Sous son bonnet de bain à tête de requin, Iliam jubile de démontrer qu'à "six ans et demi", il n'a "plus du tout peur" de se noyer depuis qu'il suit les stages gratuits "Savoir nager" en Seine-Saint-Denis, dans la continuité des JO.
Par un toboggan rouge, quinze enfants de 6 à 8 ans glissent dans le grand bassin du stade nautique Maurice Thorez, rénové pour accueillir l'été dernier les entraînements olympiques de water polo, à Montreuil.
Les deux mètres de profondeur impressionnent. Mais bientôt le maître-nageur Lior Sellem invite chacun à descendre "vite, comme des pompiers, le long de la perche" qu'il tient verticalement.
- Avant de descendre sous l'eau, qu'est-ce que je fais? Je prends...
- ... de l'air !, répondent les enfants, le répétant comme un mantra.
Plusieurs exercices visent à faire ressentir "la remontée passive": en remplissant d'air leurs poumons, ils vont flotter "comme un ballon". "On essaie de vivre cette magie tous ensemble!", encourage le maître-nageur, ponctuant la séance de "c'est bien, championne", "bravo, mon grand".
Cet été, onze piscines gérées par l'établissement public territorial Est Ensemble proposent des stages intensifs gratuits pour les 5-12 ans dans neuf villes de banlieue parisienne. Le dispositif, subventionné en partie par l'Agence nationale du sport, s'inscrit dans la continuité du "1,2,3 nagez avec Paris 2024" lancé en 2021.
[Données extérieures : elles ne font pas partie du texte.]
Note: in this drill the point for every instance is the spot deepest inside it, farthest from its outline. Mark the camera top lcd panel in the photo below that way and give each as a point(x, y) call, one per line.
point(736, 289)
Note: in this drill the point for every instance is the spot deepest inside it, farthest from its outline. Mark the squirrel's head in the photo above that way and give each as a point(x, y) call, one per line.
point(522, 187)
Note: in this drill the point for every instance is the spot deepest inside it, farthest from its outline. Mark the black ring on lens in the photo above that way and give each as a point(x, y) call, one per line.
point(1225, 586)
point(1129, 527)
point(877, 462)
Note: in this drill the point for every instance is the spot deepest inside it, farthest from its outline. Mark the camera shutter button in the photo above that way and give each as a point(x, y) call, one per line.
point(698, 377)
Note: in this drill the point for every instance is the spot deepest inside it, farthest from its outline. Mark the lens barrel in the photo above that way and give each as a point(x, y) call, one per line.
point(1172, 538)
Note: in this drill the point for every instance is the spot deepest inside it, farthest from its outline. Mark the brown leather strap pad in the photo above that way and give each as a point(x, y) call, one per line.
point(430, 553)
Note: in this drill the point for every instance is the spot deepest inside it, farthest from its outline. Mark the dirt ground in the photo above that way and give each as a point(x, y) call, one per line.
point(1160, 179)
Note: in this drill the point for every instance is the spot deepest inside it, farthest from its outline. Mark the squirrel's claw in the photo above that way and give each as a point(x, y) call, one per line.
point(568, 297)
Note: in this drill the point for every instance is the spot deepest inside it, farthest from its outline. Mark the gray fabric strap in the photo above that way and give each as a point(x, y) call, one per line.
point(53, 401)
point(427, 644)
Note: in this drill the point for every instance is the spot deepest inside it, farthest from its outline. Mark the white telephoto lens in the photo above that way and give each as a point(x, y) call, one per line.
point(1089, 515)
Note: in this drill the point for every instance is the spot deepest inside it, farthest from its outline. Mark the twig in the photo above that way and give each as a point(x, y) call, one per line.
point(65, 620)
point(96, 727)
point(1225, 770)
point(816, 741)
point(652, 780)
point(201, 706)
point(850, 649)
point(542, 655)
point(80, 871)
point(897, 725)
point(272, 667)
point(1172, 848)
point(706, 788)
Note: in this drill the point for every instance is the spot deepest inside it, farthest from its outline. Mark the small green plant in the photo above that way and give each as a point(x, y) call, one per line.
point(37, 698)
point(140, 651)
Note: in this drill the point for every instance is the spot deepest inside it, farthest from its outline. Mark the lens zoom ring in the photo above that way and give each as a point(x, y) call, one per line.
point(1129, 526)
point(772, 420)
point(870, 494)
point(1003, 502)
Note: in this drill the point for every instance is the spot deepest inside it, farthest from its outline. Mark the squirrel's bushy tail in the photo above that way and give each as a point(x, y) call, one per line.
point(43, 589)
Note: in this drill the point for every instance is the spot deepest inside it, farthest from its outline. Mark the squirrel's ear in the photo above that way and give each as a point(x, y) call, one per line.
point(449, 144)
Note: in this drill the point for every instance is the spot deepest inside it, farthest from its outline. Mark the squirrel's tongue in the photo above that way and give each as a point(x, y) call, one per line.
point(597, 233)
Un maître-nageur tient une perche à laquelle est accroché Iliam, 6 ans, lors d'un stage gratuit "Savoir nager", le 8 août 2025 au stade nautique Maurice Thorez de Montreuil, près de Paris
Dimitar DILKOFF - AFP
Un an après les Jeux, les épreuves de natation passionnent toujours le pays, après la collection de médailles de Léon Marchand. Et des espaces de baignade sont ouverts depuis juillet dans la Seine.
Mais c'est un été noir pour le nombre de noyades: quelque 200 personnes en moins de deux mois, dont 27 enfants et adolescents (15 en 2024), sont décédées.
"Les JO font rêver mais au-delà des performances, c'est aussi une cause nationale d'apprendre à nager à tous les enfants", souligne Fabien Asquoët, responsable du pôle politique sportive d'Est Ensemble. Ces stages sont "un service public réellement nécessaire sur un territoire touché par la pauvreté", en plus des cours dispensés à l'école, dit-il.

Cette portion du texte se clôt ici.